Recent

Author Topic: Extract text from PDF  (Read 960 times)

wittbo

  • Full Member
  • ***
  • Posts: 141
Extract text from PDF
« on: September 17, 2020, 05:51:20 pm »
I'm looking for a component (if there is one), which allows to extract all text from a given PDF. It should load the PDF from file and extract the pure text into a stringlist.
I know, there were one or two threads towards this direction nearly 8 years ago. Recently I saw something about fpPDF or fPDF; but I imagine, that these component(s) generate a PDF, not the reverse way.
Does anyone have some experience with this topic? Or some hints where to look for more information?
-wittbo-
MBAir with MacOS 10.14.6 / Lazarus 2.0.10
iMac with MacOS 10.13.6 / Lazarus 2.0.2

af0815

  • Hero Member
  • *****
  • Posts: 586
Re: Extract text from PDF
« Reply #1 on: September 17, 2020, 07:46:24 pm »
PDF can hold text in varios form. maybe as picture. so it is very complex. i did not found any component for this.
last time i used OCR for converting, because my PDF encapsulate text as a picture.
regards
Andreas

wittbo

  • Full Member
  • ***
  • Posts: 141
Re: Extract text from PDF
« Reply #2 on: September 17, 2020, 09:47:02 pm »
OK, thanks for the objection.
For my purpose it would be enough to limit myself to the PDFs with real text, no OCR.
-wittbo-
MBAir with MacOS 10.14.6 / Lazarus 2.0.10
iMac with MacOS 10.13.6 / Lazarus 2.0.2

af0815

  • Hero Member
  • *****
  • Posts: 586
Re: Extract text from PDF
« Reply #3 on: September 17, 2020, 10:03:38 pm »
You can use some commanlinetool with TProcess to do some conversion -> see pdftotext and poppler-utils

https://www.linuxuprising.com/2019/05/how-to-convert-pdf-to-text-on-linux-gui.html

i have seen this utils can work with simpler pdf, if the text is not grapical embedded



« Last Edit: September 17, 2020, 10:05:51 pm by af0815 »
regards
Andreas

rvk

  • Hero Member
  • *****
  • Posts: 4384
Re: Extract text from PDF
« Reply #4 on: September 17, 2020, 10:07:21 pm »
There are pdf2text solutions but you would need to call some executable from your program.
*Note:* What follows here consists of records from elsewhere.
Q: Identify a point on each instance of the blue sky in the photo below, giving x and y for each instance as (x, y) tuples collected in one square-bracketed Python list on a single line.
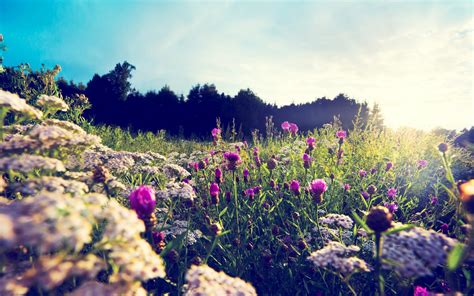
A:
[(415, 58)]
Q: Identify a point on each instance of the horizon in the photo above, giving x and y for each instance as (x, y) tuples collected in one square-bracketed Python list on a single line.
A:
[(413, 59)]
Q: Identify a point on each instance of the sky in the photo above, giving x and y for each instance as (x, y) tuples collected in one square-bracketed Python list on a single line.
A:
[(414, 58)]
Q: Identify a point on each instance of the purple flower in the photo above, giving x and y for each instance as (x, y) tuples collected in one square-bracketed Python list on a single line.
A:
[(347, 187), (341, 134), (391, 193), (420, 291), (216, 132), (366, 195), (318, 187), (233, 160), (285, 126), (295, 187), (143, 201), (306, 161), (392, 207), (293, 128), (422, 163), (214, 189)]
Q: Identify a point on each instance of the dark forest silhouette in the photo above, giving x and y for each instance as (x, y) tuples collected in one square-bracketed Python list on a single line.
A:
[(115, 102)]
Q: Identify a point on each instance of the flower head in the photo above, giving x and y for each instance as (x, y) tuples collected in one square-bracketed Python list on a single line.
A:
[(143, 201)]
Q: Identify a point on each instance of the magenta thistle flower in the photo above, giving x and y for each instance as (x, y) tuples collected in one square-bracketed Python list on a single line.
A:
[(214, 189), (420, 291), (318, 187), (293, 128), (295, 187), (391, 193), (143, 201), (341, 134), (392, 207), (422, 163), (233, 160), (285, 126)]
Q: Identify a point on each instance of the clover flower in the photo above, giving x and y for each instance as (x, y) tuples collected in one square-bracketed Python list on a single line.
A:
[(338, 257), (203, 280)]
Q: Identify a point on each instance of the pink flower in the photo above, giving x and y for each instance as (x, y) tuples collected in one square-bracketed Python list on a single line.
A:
[(392, 192), (143, 201), (285, 126), (341, 134), (216, 132), (214, 189), (420, 291), (293, 128), (295, 187), (318, 187)]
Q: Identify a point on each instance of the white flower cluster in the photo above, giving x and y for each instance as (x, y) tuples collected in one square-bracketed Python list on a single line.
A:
[(416, 252), (26, 163), (179, 227), (177, 190), (339, 258), (51, 184), (203, 280), (14, 103), (337, 220), (52, 102)]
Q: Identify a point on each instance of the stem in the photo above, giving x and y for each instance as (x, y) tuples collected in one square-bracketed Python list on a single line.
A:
[(378, 274)]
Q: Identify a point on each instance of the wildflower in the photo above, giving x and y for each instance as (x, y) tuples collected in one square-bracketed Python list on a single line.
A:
[(443, 147), (295, 187), (293, 128), (306, 161), (392, 207), (391, 193), (467, 195), (250, 193), (246, 175), (143, 201), (233, 160), (214, 192), (52, 103), (420, 291), (272, 163), (371, 189), (317, 188), (365, 195), (379, 219), (203, 280), (422, 163), (285, 126), (336, 256), (218, 176), (341, 134), (311, 141), (347, 187)]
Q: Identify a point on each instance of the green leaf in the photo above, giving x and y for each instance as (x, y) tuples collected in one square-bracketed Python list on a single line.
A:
[(455, 256), (398, 229)]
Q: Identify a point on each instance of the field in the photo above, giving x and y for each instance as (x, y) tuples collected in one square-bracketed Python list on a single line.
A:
[(96, 210)]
Other option could be to print the pdf automatically to a text printer and catch the output in file (which can be done in code)  :D
(But for that a text-printer driver should be present.)

You could use the txtwrite-device from Ghostscript. (for this you would need to supply a version of ghostscript, installed or portable).
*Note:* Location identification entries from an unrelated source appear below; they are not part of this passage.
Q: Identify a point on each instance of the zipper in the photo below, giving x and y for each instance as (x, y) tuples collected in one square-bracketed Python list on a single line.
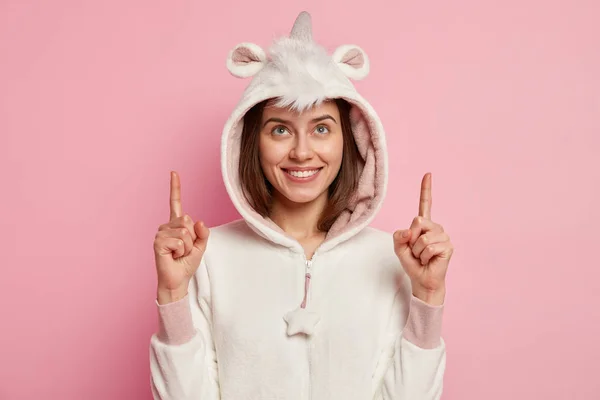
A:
[(308, 263), (307, 278)]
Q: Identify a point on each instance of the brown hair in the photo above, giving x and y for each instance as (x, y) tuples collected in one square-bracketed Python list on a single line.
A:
[(259, 192)]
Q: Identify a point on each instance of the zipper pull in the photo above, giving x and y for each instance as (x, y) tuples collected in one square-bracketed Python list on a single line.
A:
[(308, 266), (306, 283)]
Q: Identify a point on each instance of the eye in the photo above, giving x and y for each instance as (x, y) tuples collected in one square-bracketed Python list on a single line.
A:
[(279, 130), (322, 129)]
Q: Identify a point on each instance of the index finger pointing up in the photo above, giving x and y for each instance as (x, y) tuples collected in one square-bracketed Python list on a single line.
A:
[(425, 202), (175, 198)]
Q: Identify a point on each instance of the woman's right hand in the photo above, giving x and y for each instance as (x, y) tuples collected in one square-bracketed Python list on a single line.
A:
[(178, 249)]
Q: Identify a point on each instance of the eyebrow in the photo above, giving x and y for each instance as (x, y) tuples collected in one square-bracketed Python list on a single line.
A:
[(314, 120)]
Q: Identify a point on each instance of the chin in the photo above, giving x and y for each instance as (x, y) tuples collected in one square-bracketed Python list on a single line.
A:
[(301, 197)]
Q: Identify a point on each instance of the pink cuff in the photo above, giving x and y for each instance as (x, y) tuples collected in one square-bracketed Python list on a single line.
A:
[(424, 325), (175, 322)]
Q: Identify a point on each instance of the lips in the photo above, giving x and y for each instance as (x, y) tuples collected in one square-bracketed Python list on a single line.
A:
[(302, 173)]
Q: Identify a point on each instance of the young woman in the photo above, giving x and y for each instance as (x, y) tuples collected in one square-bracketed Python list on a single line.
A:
[(300, 299)]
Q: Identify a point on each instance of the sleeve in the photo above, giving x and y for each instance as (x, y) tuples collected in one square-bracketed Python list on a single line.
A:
[(413, 362), (183, 364)]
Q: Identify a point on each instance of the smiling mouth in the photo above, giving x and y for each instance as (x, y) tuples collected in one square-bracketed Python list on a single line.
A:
[(302, 174)]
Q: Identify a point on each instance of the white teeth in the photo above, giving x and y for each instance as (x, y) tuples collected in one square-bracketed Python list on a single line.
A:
[(303, 174)]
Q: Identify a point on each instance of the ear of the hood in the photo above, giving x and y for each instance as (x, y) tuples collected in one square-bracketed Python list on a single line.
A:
[(352, 60), (246, 59)]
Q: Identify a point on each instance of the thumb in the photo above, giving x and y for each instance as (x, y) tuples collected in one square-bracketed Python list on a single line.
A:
[(401, 242), (202, 233)]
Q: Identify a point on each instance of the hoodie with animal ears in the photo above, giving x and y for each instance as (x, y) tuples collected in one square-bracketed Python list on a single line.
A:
[(262, 322)]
Last option would be to decipher the pdf (which are streams) yourself.

Other topics:
https://forum.lazarus.freepascal.org/index.php?topic=46859.0
https://www.lazarusforum.de/viewtopic.php?t=2659
https://stackoverflow.com/questions/3650957/how-to-extract-text-from-a-pdf

trev

  • Global Moderator
  • Hero Member
  • *****
  • Posts: 1044
  • Former Delphi 1-7, 10.2 User
Re: Extract text from PDF
« Reply #5 on: September 18, 2020, 02:09:36 am »
You can use some commanlinetool with TProcess to do some conversion -> see pdftotext and poppler-utils

I've used pdftotext and pdftohtml on a massive scale to convert fairly complex legislation very successfully unless there were any images (eg for mathematical formulae) which then required manual intervention.
o Lazarus v2.1.0 r63871, FPC v3.3.1 r47164, macOS 10.14.6 (with sup update), Xcode 11.3.1
o Lazarus v2.1.0 r61574, FPC v3.3.1 r42318, FreeBSD 12.1 amd64 (VMware Fusion VM)
o FPC 3.0.4, FreeBSD 12.2-STABLE r365646 amd64
o Lazarus v2.1.0 r61574, FPC v3.0.4, Ubuntu 20.04 (Parallels VM)

wittbo

  • Full Member
  • ***
  • Posts: 141
Re: Extract text from PDF
« Reply #6 on: September 19, 2020, 04:53:25 pm »
That sounds interesting. Does anyone know the price of pdf2text or is it free for private use?
-wittbo-
MBAir with MacOS 10.14.6 / Lazarus 2.0.10
iMac with MacOS 10.13.6 / Lazarus 2.0.2

winni

  • Hero Member
  • *****
  • Posts: 1985
Re: Extract text from PDF
« Reply #7 on: September 19, 2020, 05:01:44 pm »
Hi!

pdf2text and his friends are open source.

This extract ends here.